Endpoint-independent Outbound NAT (eimnat) rules

luckman212

@marcosm Is UPnP still needed though? I thought part of the appeal of EIM NAT was that we didn't need UPnP...

I enabled just eim, flushed my state table and ran a few online tests, but not sure it's working for me... all sites are reporting me as being behind a "Port Restricted Cone NAT"

eg https://natchecker.com or https://whatsmynat.com

d0ff601f-2ead-4000-82b6-9891ed9c8b6e-screenshot_wZ6bwauZ.png

I also tested with some commandline tools I found, e.g. stunner and nat-detect

With EIMNAT checkbox enabled

$ nat-detect
   nat_type: PortRestrictedCone
public_addr: 70.18.xxx.xxx:26787

Tested again without EIMNAT, and it reports symmetric:

$ nat-detect
   nat_type: Symmetric
public_addr: 70.18.xxx.xxx:46689

So it's definitely changing the behavior. Not sure if it should be possible to achieve FullCone however...

Bob.Dig

I did the upgrade to the RC this morning, coming from 25.07.1. I then enabled Endpoint-independent Outbound NAT for my machine and pfSense crashed. And it crashed on every boot so I had to use the zfs-snapshot feature.

Dump header from device: /dev/gpt/swap1
  Architecture: amd64
  Architecture Version: 4
  Dump Length: 381952
  Blocksize: 512
  Compression: none
  Dumptime: 2025-11-19 10:51:17 +0100
  Hostname: pfSense.internal
  Magic: FreeBSD Text Dump
  Version String: FreeBSD 16.0-CURRENT #33 plus-RELENG_25_11-n256497-084b5f7b7bcd: Tue Nov 18 17:18:00 UTC 2025
    root@pfsense-build-release-amd64-1.eng.atx.netgate.com:/var/jenkins/workspace/pfSense-Plus-s
  Panic String: page fault
  Dump Parity: 1574524171
  Bounds: 0
  Dump Status: good

I saved the dumps if they are of interest.

I will give 25.11 RC another chance without using this feature.

luckman212

@Bob.Dig could you post a screenshot of how you configured your EIMNAT rule? Did you have Static Port checked? Seems like you're hitting the same bug I encountered before.

Bob.Dig

@luckman212 Yep, I had static port enabled too.

marcosm

@Bob.Dig The crash can be uploaded here:
https://nc.netgate.com/nextcloud/s/FGaJJ3bHDTnTi5Q

@luckman212 EIM may not be sufficient because as I understand it EIM only deals with the mapping. There is still the matter of allowing (e.g. inbound) connections through the filter which UPnP helps with. FWIW I didn't see the Switch 2 even try UPnP. With EIM (no port forwards, static port unchecked) it showed NAT Type B, without EIM it showed NAT Type D.

Bob.Dig

@marcosm said in Endpoint-independent Outbound NAT (eimnat) rules:

The crash can be uploaded here:

Done.

luckman212

@Bob.Dig Thank you for being another person on the internet with this problem. I'm used to being the only one with weird edge case bugs.

Bob.Dig

@luckman212 I think you are one of the few early testers.

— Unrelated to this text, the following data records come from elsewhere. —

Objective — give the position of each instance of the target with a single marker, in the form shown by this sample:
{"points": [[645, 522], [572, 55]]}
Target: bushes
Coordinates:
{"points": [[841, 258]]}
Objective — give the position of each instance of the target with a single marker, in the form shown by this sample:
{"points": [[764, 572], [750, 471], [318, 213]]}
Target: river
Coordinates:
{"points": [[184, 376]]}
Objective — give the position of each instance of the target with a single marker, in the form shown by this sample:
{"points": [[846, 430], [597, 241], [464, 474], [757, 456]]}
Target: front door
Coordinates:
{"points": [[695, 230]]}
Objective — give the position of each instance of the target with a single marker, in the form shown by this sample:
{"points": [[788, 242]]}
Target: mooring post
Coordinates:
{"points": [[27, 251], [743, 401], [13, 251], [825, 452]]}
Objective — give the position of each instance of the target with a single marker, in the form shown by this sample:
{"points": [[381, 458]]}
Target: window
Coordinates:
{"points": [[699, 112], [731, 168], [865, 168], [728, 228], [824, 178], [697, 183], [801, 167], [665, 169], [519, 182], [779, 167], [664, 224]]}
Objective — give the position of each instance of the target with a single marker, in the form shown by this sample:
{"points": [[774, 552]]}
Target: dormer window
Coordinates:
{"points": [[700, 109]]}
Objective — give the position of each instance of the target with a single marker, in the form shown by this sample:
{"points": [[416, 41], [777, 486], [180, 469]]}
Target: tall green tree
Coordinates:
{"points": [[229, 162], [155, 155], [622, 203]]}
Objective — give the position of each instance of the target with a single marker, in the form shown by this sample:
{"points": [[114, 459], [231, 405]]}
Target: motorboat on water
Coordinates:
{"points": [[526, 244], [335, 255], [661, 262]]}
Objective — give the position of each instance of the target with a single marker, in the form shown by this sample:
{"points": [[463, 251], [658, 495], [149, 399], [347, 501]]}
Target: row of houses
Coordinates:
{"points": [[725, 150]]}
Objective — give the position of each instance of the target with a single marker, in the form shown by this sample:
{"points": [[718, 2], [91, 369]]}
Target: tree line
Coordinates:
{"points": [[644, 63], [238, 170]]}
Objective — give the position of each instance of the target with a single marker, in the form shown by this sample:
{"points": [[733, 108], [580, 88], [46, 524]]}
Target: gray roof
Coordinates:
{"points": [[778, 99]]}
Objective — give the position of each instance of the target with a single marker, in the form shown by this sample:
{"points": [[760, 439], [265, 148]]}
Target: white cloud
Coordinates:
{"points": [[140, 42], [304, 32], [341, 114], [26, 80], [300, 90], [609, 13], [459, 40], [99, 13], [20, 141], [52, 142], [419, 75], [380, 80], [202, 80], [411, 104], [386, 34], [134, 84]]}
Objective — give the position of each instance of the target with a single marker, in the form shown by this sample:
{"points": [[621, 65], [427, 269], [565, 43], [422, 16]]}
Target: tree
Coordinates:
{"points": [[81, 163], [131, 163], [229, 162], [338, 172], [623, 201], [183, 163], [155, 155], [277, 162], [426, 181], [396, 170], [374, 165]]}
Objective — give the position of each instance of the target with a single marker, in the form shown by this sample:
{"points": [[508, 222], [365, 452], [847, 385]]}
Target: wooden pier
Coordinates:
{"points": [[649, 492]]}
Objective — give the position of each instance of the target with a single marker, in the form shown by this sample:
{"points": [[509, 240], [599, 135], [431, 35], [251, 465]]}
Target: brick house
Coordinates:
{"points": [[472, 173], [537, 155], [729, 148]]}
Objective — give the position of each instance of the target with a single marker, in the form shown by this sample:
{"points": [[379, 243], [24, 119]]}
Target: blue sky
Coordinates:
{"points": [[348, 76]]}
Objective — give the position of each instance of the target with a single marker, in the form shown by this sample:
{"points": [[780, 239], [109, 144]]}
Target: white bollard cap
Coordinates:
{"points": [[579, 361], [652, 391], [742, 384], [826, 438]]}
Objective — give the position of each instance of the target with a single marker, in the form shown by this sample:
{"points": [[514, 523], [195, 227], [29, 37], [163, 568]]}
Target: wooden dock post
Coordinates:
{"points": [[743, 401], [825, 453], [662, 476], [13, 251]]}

Besides this new NAT-feature, everything works fine so far.

marcosm

@luckman212 @Bob.Dig If you can reproduce the issue on the RC, would you try again with the debug kernel? Hopefully that will contain additional useful info. See:
https://docs.netgate.com/pfsense/en/latest/troubleshooting/debug-kernel.html

luckman212

@marcosm I just replicated the crash on the debug kernel and uploaded the dump to nextcloud. Hope it helps.

If this panic can't be fixed in kernel then at least Input Validation should block users from clicking both EIMNAT + Static Port...

marcosm

That matches the crash we reproduced. It will be fixed in the release.

luckman212

@marcosm That's good news. Glad you guys snagged this last minute!